The result is “obviously wrong,” said one EU diplomat, granted anonymity to speak candidly, as the aim is to completely cut off Moscow’s supplies. The diplomat added that the bloc should ban imports from refineries using Russian oil as long as it can secure affordable alternative supplies.

Everybody knows

The EU is already well aware of the issue. 

Last May, the bloc’s foreign policy chief, Josep Borrell, said EU purchases of Indian fuels made with Russian oil “undermine the effectiveness of our restrictive measures” and are “circumventing our sanctions” — and urged the bloc’s capitals to deal with the issue.

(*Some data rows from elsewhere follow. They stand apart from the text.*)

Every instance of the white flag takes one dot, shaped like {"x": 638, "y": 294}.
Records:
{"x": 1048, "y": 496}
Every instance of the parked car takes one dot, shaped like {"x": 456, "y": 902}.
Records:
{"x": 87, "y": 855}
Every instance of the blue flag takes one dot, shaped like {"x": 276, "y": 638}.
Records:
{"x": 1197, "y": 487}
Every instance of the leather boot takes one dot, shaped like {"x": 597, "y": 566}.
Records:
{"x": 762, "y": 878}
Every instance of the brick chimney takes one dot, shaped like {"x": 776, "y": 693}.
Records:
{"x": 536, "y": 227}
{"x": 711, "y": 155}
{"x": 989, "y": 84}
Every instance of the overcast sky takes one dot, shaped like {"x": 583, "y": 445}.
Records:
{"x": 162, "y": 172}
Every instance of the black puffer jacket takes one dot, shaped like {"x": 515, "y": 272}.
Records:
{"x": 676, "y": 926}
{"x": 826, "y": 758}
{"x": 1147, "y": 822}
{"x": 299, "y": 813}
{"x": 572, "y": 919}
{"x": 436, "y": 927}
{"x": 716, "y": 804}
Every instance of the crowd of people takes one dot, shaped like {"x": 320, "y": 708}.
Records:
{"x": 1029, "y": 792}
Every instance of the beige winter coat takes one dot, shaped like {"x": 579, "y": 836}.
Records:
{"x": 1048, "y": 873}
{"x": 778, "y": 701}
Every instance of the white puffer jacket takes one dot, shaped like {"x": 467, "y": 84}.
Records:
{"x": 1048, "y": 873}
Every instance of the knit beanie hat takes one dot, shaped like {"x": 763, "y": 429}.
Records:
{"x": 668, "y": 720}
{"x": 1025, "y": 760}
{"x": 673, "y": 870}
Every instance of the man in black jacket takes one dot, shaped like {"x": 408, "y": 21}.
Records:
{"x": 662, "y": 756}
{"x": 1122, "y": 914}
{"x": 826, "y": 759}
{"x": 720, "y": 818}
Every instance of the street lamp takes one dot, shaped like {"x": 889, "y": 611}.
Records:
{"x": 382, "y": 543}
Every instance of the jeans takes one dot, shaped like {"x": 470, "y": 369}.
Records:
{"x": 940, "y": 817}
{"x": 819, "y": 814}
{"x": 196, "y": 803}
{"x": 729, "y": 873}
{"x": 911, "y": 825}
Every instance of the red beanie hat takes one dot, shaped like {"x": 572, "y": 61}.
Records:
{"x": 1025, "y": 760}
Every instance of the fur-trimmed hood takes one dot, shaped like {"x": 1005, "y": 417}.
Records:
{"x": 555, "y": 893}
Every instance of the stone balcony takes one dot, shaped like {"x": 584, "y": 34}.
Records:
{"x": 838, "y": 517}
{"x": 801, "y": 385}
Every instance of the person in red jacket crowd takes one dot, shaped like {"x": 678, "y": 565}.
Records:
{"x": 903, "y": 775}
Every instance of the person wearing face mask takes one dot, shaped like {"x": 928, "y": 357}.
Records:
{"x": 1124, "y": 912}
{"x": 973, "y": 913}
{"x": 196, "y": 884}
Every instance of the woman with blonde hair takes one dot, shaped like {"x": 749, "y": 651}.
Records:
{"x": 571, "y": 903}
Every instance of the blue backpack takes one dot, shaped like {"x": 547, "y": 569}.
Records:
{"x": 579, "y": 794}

A Commission spokesperson said the EU executive was “in regular contact with third countries” on circumvention, adding: “We remain determined to stay ahead of the curve … if need be with additional sanctions.”

But so far, neither Brussels nor EU capitals have moved an inch.

That’s largely because doing so “would be massively disruptive and trigger large price hikes” on diesel, said Eugene Lindell, head of refined products at the FGE energy consultancy. The fuel is already “incredibly expensive” after the EU banned direct oil imports from Russia, and the recent Houthi rebel attacks on cargoes in the Red Sea, he added.  

“EU governments are fighting right now to not have their economies go into recession,” Lindell said. And despite the bloc’s desire to drain Russia’s revenues, there’s an “economic imperative which trumps politics even between archenemies.”